The scale of this problem was brought into stark relief this week when Apple, one of the world's most profitable companies, gave evidence to a US Senate hearing that one of its key holding companies had paid no tax – in any country – even though it had reported over $30 billion in net income over a four year period.
This profit shifting and stateless income represents one of the biggest challenges we face in the modern age.
In the industrial age, where economic activity was centred on the production of physical commodities, our international tax architecture taxed profits in the country where they were earned.
As we move into the digital age, our international tax rules have become progressively out-dated. We now live in a world where commerce is regularly transacted across national borders, not simply through transactions on financial markets but through consumers engaging in trade from all corners of the globe using the devices they hold in the palms of their hands. These changes have brought many significant benefits for consumers and businesses around the globe, improving opportunities for trade, investment and consumption on an unprecedented scale.
Today, a growing proportion of economic activity is being driven by the assets of the digital age: intellectual property, brands and rights.
They are the 'intangible' assets that for revenue authorities around the globe are proving elusive. These intangible assets allow companies to shuffle their income into countries that apply little or no tax and can even give rise to income that is 'stateless' and not subject to tax anywhere.
Intangible assets are not the only way that multinationals can shift profits and avoid tax. There is the notion of 'tax law shopping', where companies take advantage of the mismatches between the laws in different countries. There are also the massive money shuffles where multinationals load up their profitable operations in countries like Australia with deductible debt and shift taxable profits into countries where they pay little or no tax.
As governments around the world rebuild their economies after the Global Financial Crisis, one of the most significant challenges we face is the protection of our revenue base against erosion by the aggressive tax planning of large multinational companies.
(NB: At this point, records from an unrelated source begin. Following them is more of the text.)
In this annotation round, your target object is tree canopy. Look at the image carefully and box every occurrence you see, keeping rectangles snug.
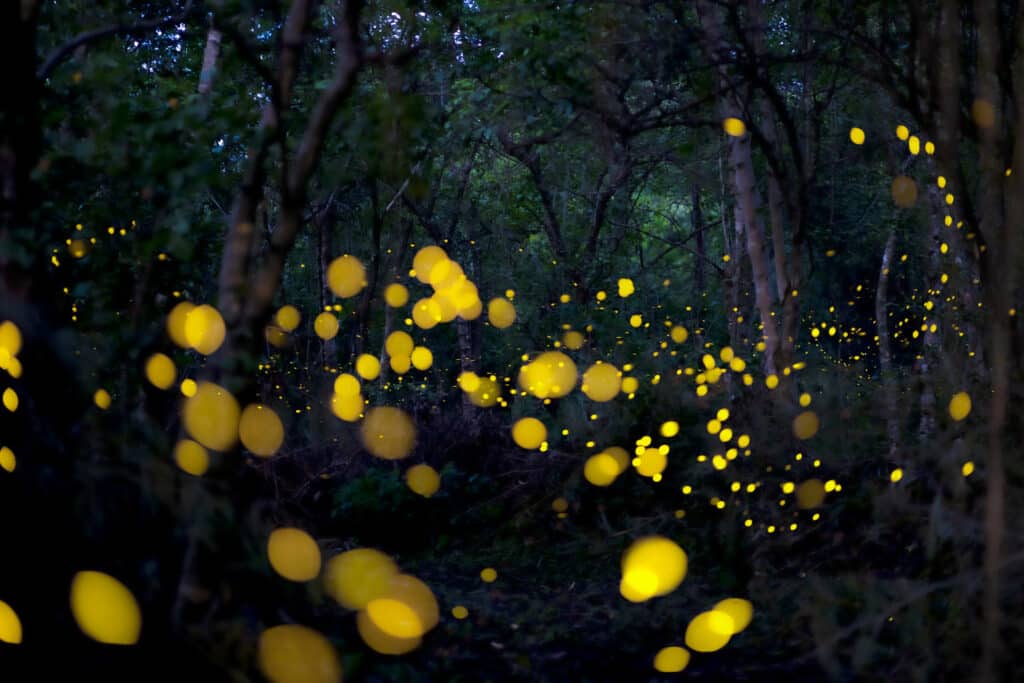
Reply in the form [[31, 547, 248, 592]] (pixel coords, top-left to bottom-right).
[[0, 0, 1024, 683]]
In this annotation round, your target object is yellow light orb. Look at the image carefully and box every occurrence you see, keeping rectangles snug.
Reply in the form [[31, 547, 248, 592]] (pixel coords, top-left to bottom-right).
[[487, 297, 515, 330], [0, 600, 22, 645], [239, 403, 285, 458], [313, 311, 339, 341], [413, 245, 447, 285], [184, 304, 226, 355], [257, 624, 341, 683], [71, 571, 142, 645], [712, 598, 754, 636], [635, 449, 669, 477], [512, 418, 548, 451], [324, 548, 398, 609], [0, 387, 18, 413], [174, 438, 210, 476], [949, 391, 971, 422], [92, 389, 114, 413], [406, 464, 441, 498], [359, 405, 416, 460], [797, 479, 825, 510], [331, 393, 366, 422], [722, 117, 746, 137], [518, 351, 578, 398], [0, 321, 22, 357], [384, 283, 409, 308], [0, 445, 17, 472], [145, 353, 178, 389], [355, 611, 423, 655], [266, 526, 321, 583], [181, 382, 241, 451], [580, 362, 623, 403], [620, 536, 686, 602], [327, 254, 367, 299], [355, 353, 381, 380], [684, 610, 734, 652], [366, 573, 440, 638], [178, 378, 199, 398], [654, 645, 690, 674]]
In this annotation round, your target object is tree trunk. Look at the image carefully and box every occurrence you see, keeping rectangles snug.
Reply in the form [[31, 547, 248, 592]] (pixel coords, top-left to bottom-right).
[[697, 0, 779, 374], [314, 198, 338, 368], [198, 27, 221, 95], [874, 230, 900, 462]]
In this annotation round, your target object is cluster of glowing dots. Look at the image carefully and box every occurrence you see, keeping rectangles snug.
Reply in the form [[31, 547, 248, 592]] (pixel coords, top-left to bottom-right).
[[618, 536, 687, 602], [949, 391, 971, 422], [359, 405, 417, 460], [583, 445, 631, 487], [406, 463, 441, 498], [167, 301, 226, 355], [631, 436, 670, 481], [0, 570, 142, 645], [580, 360, 623, 403], [654, 598, 754, 674], [0, 321, 23, 380], [722, 117, 746, 137], [0, 321, 22, 419], [331, 373, 366, 422], [324, 548, 440, 654], [175, 382, 285, 466], [384, 245, 487, 330], [385, 330, 434, 380], [688, 348, 754, 396], [518, 351, 577, 399], [71, 570, 142, 645], [512, 418, 548, 452]]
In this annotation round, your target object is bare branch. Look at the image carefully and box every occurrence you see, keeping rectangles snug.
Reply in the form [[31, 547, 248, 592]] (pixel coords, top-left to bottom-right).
[[36, 0, 194, 81]]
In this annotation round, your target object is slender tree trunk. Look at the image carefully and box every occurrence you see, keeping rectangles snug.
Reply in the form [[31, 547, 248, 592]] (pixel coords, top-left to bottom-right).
[[874, 230, 900, 461], [198, 27, 221, 95], [697, 0, 779, 374], [315, 199, 338, 368], [690, 182, 708, 324]]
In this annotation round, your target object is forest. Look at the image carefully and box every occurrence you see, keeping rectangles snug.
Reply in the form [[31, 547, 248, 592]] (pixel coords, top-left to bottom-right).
[[0, 0, 1024, 683]]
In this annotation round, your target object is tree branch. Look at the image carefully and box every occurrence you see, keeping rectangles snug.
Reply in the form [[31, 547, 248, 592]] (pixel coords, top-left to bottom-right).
[[36, 0, 194, 81]]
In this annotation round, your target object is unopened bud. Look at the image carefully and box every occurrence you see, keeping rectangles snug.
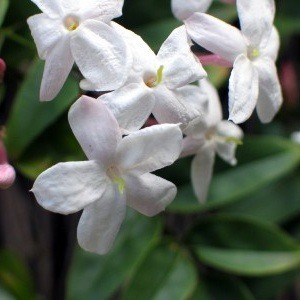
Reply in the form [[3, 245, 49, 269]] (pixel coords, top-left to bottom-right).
[[0, 58, 6, 83]]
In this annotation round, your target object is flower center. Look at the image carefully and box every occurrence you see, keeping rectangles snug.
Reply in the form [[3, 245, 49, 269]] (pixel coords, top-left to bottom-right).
[[248, 47, 260, 60], [106, 166, 126, 194], [144, 66, 164, 88], [64, 15, 80, 31]]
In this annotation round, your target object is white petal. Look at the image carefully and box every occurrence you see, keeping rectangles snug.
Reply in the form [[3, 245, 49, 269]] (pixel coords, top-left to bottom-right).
[[32, 161, 108, 214], [185, 13, 247, 62], [71, 20, 132, 91], [69, 96, 122, 166], [99, 83, 155, 132], [77, 184, 126, 254], [180, 135, 205, 157], [255, 57, 283, 123], [291, 131, 300, 144], [191, 144, 215, 203], [261, 27, 280, 61], [31, 0, 62, 18], [40, 35, 74, 101], [111, 22, 160, 83], [216, 121, 243, 166], [229, 55, 258, 124], [236, 0, 275, 46], [152, 85, 199, 126], [157, 25, 207, 89], [199, 79, 223, 127], [27, 14, 66, 59], [171, 0, 212, 21], [78, 0, 124, 23], [117, 124, 182, 174], [125, 173, 177, 217]]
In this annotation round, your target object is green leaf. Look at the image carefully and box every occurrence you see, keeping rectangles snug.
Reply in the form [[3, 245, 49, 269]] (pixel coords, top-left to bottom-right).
[[67, 211, 161, 300], [247, 268, 300, 300], [168, 151, 300, 213], [6, 61, 79, 160], [122, 245, 197, 300], [15, 114, 86, 180], [187, 215, 300, 276], [0, 250, 36, 299], [196, 247, 300, 276], [134, 18, 182, 51], [0, 0, 9, 27], [190, 273, 255, 300], [222, 174, 300, 223]]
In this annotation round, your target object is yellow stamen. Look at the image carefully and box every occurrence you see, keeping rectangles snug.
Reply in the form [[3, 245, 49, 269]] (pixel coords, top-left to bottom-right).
[[113, 176, 126, 194], [64, 16, 79, 31], [145, 66, 164, 88]]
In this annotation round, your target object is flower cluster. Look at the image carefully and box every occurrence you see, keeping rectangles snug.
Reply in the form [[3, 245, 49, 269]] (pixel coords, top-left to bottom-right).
[[28, 0, 282, 254]]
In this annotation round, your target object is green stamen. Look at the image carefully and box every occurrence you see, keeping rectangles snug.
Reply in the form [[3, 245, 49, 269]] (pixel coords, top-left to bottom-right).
[[225, 136, 243, 146]]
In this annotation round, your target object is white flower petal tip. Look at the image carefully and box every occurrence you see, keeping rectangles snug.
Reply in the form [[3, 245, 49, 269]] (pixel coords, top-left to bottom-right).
[[77, 185, 126, 255], [291, 131, 300, 144], [68, 96, 122, 165], [126, 174, 177, 217], [71, 20, 133, 91], [171, 0, 212, 21], [117, 124, 183, 175], [185, 13, 247, 62], [0, 163, 16, 190], [31, 161, 107, 214], [229, 55, 259, 124]]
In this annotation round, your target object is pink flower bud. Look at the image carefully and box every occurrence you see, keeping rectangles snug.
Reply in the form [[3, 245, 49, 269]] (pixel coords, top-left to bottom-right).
[[197, 54, 232, 68], [0, 163, 16, 189], [0, 58, 6, 83], [0, 135, 16, 189]]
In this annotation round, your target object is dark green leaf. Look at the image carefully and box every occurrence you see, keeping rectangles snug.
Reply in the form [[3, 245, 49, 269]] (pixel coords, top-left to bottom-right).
[[0, 250, 35, 299], [188, 215, 300, 276], [122, 245, 197, 300], [196, 246, 300, 276], [67, 211, 161, 300], [223, 174, 300, 223], [191, 274, 254, 300]]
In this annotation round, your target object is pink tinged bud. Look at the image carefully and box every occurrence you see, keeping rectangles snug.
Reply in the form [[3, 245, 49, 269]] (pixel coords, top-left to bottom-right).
[[197, 54, 232, 68], [0, 163, 16, 190], [280, 61, 300, 107], [0, 58, 6, 83], [222, 0, 236, 4], [0, 141, 16, 189]]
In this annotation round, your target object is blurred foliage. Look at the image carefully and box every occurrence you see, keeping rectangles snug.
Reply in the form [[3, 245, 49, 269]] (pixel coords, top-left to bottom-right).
[[0, 0, 300, 300]]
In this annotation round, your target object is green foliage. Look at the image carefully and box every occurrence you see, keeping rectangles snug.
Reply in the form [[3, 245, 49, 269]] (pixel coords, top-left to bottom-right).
[[0, 0, 300, 300], [6, 61, 79, 159], [67, 211, 162, 300], [0, 250, 36, 300]]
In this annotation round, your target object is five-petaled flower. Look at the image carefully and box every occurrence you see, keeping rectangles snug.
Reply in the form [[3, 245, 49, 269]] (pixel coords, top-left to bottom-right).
[[32, 96, 182, 254], [28, 0, 132, 101], [185, 0, 282, 123], [81, 26, 206, 132]]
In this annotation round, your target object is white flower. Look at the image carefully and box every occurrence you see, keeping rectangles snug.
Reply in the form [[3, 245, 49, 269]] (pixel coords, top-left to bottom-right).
[[291, 131, 300, 144], [171, 0, 235, 21], [81, 24, 206, 132], [28, 0, 132, 101], [185, 0, 282, 123], [181, 79, 243, 203], [32, 96, 182, 254], [171, 0, 213, 21]]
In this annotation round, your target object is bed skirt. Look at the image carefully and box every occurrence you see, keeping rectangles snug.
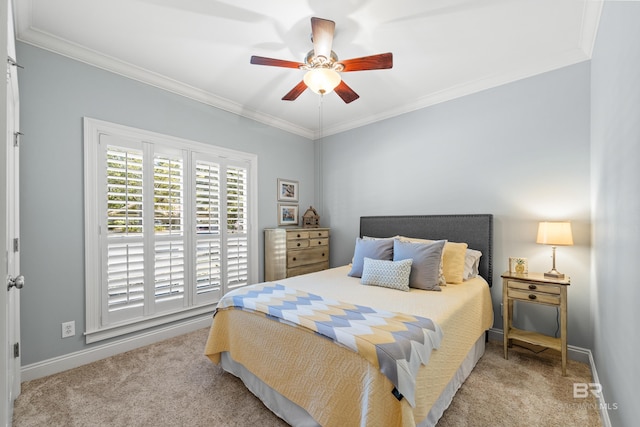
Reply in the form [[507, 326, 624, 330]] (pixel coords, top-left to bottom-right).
[[220, 333, 485, 427]]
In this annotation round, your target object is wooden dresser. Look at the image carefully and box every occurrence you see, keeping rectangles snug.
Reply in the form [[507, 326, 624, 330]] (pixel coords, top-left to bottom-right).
[[264, 228, 329, 282]]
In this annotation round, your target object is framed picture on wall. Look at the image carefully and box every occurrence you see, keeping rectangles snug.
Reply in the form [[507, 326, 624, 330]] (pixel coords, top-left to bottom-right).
[[278, 203, 298, 225], [278, 178, 298, 202]]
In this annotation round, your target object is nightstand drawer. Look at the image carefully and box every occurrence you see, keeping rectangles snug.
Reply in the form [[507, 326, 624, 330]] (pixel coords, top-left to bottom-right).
[[508, 287, 560, 305], [507, 280, 560, 295]]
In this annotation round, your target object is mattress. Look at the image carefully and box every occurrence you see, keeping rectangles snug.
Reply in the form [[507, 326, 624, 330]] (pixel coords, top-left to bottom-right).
[[205, 266, 493, 426]]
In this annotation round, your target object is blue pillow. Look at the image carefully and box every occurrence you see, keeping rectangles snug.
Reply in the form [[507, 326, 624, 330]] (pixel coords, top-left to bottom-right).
[[393, 240, 446, 291], [348, 237, 394, 277]]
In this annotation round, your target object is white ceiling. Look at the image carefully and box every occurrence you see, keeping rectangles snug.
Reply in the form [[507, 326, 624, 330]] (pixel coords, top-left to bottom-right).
[[14, 0, 602, 139]]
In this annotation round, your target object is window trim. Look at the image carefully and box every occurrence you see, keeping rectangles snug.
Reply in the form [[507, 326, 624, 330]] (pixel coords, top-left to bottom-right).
[[83, 117, 259, 344]]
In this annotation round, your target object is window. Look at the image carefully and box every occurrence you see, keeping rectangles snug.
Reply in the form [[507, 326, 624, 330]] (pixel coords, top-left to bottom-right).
[[85, 118, 257, 342]]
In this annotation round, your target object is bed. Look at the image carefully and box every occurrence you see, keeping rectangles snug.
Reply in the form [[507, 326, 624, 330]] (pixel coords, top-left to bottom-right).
[[205, 214, 493, 426]]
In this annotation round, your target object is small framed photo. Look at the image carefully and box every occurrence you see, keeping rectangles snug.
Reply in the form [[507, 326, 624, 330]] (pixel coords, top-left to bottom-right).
[[278, 203, 298, 225], [509, 257, 529, 274], [278, 178, 298, 202]]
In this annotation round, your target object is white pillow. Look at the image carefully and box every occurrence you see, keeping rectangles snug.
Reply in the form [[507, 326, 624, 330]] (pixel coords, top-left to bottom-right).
[[462, 249, 482, 280], [360, 258, 413, 291]]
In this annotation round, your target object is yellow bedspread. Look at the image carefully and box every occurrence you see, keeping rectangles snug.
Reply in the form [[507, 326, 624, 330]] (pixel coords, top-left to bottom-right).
[[205, 266, 493, 426]]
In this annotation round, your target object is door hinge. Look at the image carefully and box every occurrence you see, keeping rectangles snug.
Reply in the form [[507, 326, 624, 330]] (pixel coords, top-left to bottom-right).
[[7, 56, 24, 69]]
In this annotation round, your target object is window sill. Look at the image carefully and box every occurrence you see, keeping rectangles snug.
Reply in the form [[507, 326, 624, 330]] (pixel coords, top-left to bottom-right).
[[84, 303, 216, 344]]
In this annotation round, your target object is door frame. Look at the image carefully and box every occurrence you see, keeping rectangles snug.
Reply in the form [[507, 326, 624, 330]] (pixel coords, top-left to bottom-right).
[[0, 0, 20, 426]]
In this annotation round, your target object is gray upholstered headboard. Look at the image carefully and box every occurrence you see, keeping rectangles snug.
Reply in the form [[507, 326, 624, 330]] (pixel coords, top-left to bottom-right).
[[360, 214, 493, 286]]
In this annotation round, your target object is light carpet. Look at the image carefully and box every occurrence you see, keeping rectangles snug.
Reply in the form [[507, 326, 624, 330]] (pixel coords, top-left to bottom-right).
[[13, 329, 601, 427]]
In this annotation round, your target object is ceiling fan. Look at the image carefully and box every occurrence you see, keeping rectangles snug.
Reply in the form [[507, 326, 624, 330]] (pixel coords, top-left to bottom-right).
[[251, 17, 393, 104]]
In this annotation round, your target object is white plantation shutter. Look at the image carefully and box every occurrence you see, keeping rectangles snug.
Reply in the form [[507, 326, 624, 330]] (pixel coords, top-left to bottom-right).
[[153, 154, 185, 312], [85, 119, 258, 342], [227, 166, 249, 289], [194, 160, 222, 304], [106, 145, 145, 320]]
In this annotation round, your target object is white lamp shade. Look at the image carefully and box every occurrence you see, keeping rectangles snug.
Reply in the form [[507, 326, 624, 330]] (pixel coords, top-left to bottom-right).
[[536, 221, 573, 246], [304, 68, 342, 95]]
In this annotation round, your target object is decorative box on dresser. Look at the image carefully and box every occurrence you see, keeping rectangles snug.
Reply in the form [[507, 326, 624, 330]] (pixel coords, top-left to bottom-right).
[[502, 272, 571, 376], [264, 228, 329, 281]]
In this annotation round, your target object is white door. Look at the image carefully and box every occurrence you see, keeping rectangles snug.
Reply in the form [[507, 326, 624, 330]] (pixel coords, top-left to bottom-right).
[[0, 1, 24, 425]]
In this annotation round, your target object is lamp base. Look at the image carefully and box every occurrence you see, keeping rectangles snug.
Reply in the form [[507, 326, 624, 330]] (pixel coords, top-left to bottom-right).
[[544, 268, 564, 279]]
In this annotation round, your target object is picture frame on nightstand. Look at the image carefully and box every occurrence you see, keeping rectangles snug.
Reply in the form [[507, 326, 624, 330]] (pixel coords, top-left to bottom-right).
[[509, 257, 529, 274]]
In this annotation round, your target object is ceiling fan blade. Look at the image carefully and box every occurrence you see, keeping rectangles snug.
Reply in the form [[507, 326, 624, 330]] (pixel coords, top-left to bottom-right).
[[311, 17, 336, 59], [282, 80, 307, 101], [334, 80, 360, 104], [251, 55, 304, 68], [340, 52, 393, 72]]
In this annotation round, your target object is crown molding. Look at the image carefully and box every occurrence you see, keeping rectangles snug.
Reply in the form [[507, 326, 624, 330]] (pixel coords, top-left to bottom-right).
[[17, 25, 314, 139]]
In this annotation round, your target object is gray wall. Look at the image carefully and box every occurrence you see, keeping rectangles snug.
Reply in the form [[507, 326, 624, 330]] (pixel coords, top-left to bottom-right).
[[591, 2, 640, 426], [18, 43, 315, 365], [318, 62, 593, 348]]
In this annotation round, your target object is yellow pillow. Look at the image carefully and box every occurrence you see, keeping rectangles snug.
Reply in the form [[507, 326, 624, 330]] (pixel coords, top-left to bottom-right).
[[398, 236, 468, 285], [442, 242, 468, 284]]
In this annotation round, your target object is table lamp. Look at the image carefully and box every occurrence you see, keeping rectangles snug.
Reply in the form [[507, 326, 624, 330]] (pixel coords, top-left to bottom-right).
[[536, 221, 573, 279]]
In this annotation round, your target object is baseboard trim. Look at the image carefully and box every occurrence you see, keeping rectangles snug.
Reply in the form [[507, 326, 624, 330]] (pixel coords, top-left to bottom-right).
[[489, 328, 611, 427], [20, 313, 211, 381]]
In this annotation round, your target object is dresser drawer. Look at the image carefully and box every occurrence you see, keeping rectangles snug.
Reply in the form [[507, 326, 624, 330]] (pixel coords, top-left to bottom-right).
[[287, 239, 309, 249], [287, 230, 309, 240], [287, 246, 329, 268], [309, 237, 329, 248], [309, 230, 329, 239], [508, 288, 560, 305], [507, 280, 560, 295]]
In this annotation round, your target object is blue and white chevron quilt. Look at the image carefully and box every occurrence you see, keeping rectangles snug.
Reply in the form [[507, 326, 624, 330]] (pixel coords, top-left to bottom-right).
[[214, 283, 442, 407]]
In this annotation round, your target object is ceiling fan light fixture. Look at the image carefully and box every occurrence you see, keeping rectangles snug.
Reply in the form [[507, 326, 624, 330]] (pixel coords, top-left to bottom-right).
[[304, 68, 342, 95]]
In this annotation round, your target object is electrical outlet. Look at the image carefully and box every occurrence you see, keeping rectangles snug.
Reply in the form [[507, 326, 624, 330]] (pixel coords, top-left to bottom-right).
[[62, 320, 76, 338]]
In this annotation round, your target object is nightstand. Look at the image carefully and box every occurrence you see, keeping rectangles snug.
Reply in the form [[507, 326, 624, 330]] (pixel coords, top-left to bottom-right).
[[502, 272, 570, 376]]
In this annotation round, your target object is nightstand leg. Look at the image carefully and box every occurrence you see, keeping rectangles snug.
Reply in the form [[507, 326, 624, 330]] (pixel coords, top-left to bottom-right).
[[560, 286, 567, 377]]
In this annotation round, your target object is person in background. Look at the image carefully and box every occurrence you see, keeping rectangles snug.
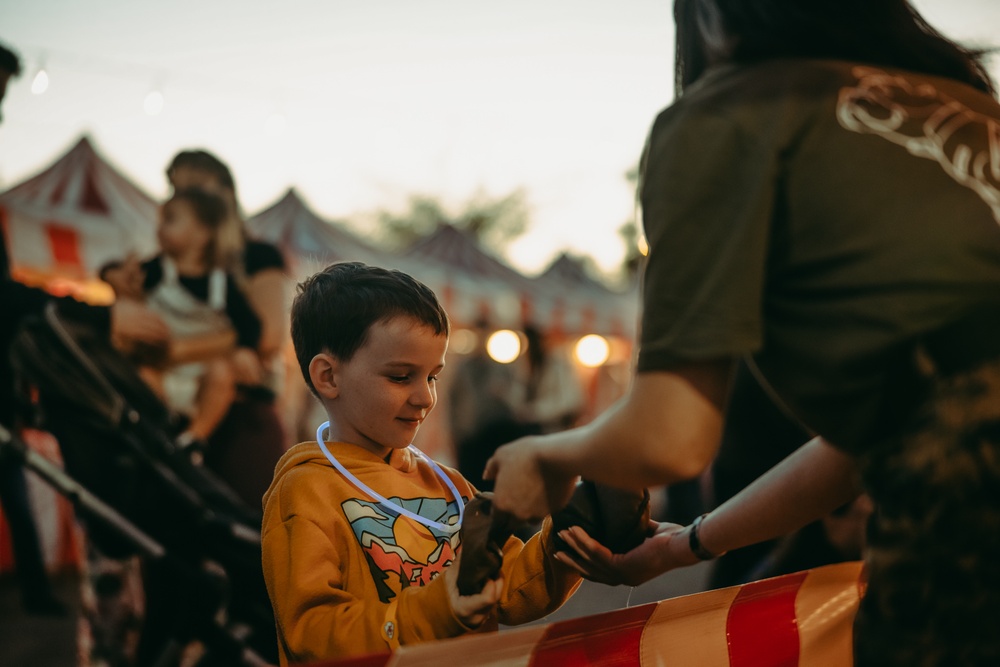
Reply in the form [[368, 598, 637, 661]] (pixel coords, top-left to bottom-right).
[[519, 324, 585, 433], [0, 40, 169, 614], [167, 149, 288, 508], [486, 0, 1000, 667]]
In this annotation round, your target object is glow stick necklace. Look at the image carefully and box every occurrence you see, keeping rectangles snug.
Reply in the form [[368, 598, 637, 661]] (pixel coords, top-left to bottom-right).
[[316, 421, 465, 535]]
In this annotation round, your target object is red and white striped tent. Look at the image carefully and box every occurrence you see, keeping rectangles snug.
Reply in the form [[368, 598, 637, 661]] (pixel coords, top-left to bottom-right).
[[313, 562, 864, 667], [396, 224, 538, 327], [534, 253, 639, 339], [0, 136, 157, 283], [246, 188, 386, 280]]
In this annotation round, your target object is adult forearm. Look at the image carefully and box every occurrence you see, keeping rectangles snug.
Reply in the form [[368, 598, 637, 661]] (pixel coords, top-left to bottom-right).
[[542, 364, 728, 488], [541, 405, 718, 488], [170, 331, 236, 364], [698, 438, 861, 553]]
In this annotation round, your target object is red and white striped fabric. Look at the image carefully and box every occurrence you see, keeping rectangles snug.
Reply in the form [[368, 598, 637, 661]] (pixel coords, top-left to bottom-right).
[[313, 562, 864, 667], [0, 429, 84, 574]]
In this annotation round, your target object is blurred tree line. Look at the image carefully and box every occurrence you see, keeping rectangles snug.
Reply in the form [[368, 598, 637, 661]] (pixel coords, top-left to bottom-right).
[[375, 168, 642, 283]]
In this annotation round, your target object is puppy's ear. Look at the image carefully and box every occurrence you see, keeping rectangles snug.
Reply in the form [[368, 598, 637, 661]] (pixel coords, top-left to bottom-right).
[[309, 352, 340, 398]]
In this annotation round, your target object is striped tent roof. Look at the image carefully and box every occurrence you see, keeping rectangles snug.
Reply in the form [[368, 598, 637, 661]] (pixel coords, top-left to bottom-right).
[[0, 136, 157, 278], [246, 188, 384, 277]]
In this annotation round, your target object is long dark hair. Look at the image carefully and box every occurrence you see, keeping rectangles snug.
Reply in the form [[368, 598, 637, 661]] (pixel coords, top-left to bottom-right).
[[674, 0, 996, 95]]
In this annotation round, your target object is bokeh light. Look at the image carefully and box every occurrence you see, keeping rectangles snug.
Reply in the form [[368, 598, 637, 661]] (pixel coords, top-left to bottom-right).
[[576, 334, 611, 368], [448, 329, 479, 354], [486, 329, 521, 364]]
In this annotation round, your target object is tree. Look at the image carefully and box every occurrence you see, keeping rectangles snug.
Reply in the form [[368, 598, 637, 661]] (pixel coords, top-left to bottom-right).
[[377, 188, 531, 249]]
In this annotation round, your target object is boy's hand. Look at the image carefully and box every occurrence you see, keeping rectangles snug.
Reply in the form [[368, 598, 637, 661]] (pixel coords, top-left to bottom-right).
[[444, 555, 503, 628]]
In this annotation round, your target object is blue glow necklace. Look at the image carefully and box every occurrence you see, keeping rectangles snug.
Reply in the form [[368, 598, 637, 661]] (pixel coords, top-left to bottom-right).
[[316, 421, 465, 535]]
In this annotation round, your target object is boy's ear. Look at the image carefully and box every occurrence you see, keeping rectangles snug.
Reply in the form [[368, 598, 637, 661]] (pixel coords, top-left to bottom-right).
[[309, 352, 340, 398]]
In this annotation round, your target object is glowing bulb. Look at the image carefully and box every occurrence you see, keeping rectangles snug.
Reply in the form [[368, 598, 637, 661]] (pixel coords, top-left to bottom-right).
[[576, 334, 611, 368], [264, 113, 288, 137], [31, 68, 49, 95], [142, 90, 163, 116], [448, 329, 478, 354], [486, 329, 521, 364]]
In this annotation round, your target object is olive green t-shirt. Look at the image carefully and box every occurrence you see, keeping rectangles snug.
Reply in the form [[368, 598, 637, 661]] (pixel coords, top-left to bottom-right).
[[638, 60, 1000, 451]]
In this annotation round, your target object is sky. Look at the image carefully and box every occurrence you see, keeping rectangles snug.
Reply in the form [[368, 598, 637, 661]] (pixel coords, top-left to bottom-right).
[[0, 0, 1000, 274]]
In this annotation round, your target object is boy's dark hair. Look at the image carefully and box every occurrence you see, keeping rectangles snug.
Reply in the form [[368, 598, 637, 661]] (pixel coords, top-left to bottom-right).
[[0, 44, 21, 76], [674, 0, 994, 95], [291, 262, 450, 392], [169, 188, 229, 230], [167, 148, 236, 192]]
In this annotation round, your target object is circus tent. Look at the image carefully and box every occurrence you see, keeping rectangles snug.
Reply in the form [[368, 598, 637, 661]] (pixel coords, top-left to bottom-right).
[[534, 253, 639, 338], [400, 224, 536, 326], [246, 188, 385, 279], [0, 136, 157, 294]]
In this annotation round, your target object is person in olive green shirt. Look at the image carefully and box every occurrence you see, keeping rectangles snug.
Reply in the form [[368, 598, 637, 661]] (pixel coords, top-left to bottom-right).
[[486, 0, 1000, 665]]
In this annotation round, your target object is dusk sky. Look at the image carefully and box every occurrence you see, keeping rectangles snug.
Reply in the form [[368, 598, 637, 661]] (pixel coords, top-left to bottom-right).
[[0, 0, 1000, 272]]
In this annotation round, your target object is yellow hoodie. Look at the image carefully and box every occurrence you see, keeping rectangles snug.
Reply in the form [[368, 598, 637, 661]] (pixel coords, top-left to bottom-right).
[[262, 442, 580, 666]]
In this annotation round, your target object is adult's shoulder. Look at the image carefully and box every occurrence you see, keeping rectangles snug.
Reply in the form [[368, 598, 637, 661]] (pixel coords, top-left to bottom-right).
[[243, 239, 285, 276]]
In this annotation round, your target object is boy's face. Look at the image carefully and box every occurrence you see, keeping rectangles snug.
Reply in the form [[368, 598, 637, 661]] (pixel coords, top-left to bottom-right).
[[325, 316, 448, 457]]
We must do what we can domestically, which is why the Gillard Government has announced a range of amendments to our tax laws that protect billions of dollars of revenue.
However, Australia can't combat this problem alone and international cooperation is vital. Australia has helped to put this issue on the G20 agenda and we will continue to push for global action.
The consequence of not acting is that the tax burden is shifted onto those who do not have the capacity or desire to exploit tax loopholes. This provides an unfair competitive advantage to those businesses that engage in these practices.
Families, pensioners and small businesses should not be left to foot the bill – through higher taxes or fewer services – because some of the world's most profitable companies are refusing to pay their fair share of tax. At a time when some are advocating for Australia to increase the GST, I believe that it is a much more pressing priority that we ensure that profitable multinational companies pay their fair share.
The Gillard Government will not be taking a backward step in tackling profit shifting and global tax avoidance. We will continue to fight for a tax system that is fair for all Australians.